La ferme a pour objectifs de créer des partenariats forts avec les différentes facultés universitaires : études et recherches écologiques, développement de nouvelles techniques agricoles, expérimentations de modèles d’organisations collectives et intelligentes,… Les applications sont multiples, et les liens ne demandent qu’à être tissés.

Encore plus localement, le réseau très développé de sentiers pédestres et de chemins de randonnée permet d’accueillir naturellement les passant•e•s, les curieu•ses•x, les consommatrice•eur•s de nos paniers de légumes, ou tout simplement les habitant•e•s de la commune en recherche d’un banc sous un arbre ou d’un espace d’interaction. La qualité de notre environnement est aussi celle d’une commune dont la vision de la mobilité est douce et met le vélo au centre des aménagements. Nous soutenons activement cette vision en rendant toute la ferme accessible au public, en créant des sentiers qui la traversent et en offrant un espace de réparation de la petite reine.

Plus qu’une ferme agricole, c’est un véritable bouillonnement d’activités que nous souhaitons créer. La localisation du lieu et son accessibilité offre au projet tout le loisir de développer ses pôles pédagogiques, sociaux et démonstratifs.

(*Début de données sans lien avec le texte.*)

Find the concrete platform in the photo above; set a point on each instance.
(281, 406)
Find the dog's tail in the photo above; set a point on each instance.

5- Agriculture et écosystème

Dans le contexte élargi du développement territorial, nous pouvons observer le service qu’offre les zones périphériques urbaines aux grandes villes telles que Bruxelles : une ressource en nourriture, des espaces verts récréatifs et un stockage du carbone atmosphérique. Si la campagne ottintoise n’échappe pas à ce constat, il est bon de reconnaître que l’exportation massive est plutôt la norme, et que nous souffrons encore d’un manque de services de proximité. Aux vus des limites auxquelles le système agricole actuel fait face, il devient difficile d’envisager que cette même campagne tienne durablement le coup si elle ne subit pas de restructuration de fond au profit d’une plus petite agriculture de proximité, un retour à l’activité paysanne, et surtout une solidarité entre les acteur•rice•s de ces fameuses “ceintures alimentaires”.

En revitalisant la ferme de la Balbrière, c’est tout le monde agricole brabançon que nous souhaitons soutenir, toucher, rassembler.

Il est temps de créer des synergies, de (ré)appliquer des techniques de production à l’échelle humaine, de sa famille et de ses mains, d’impliquer le consommateur•rice direct dans la chaîne pour apporter compréhension et bienveillance dans l’échange avec le productrice•eur.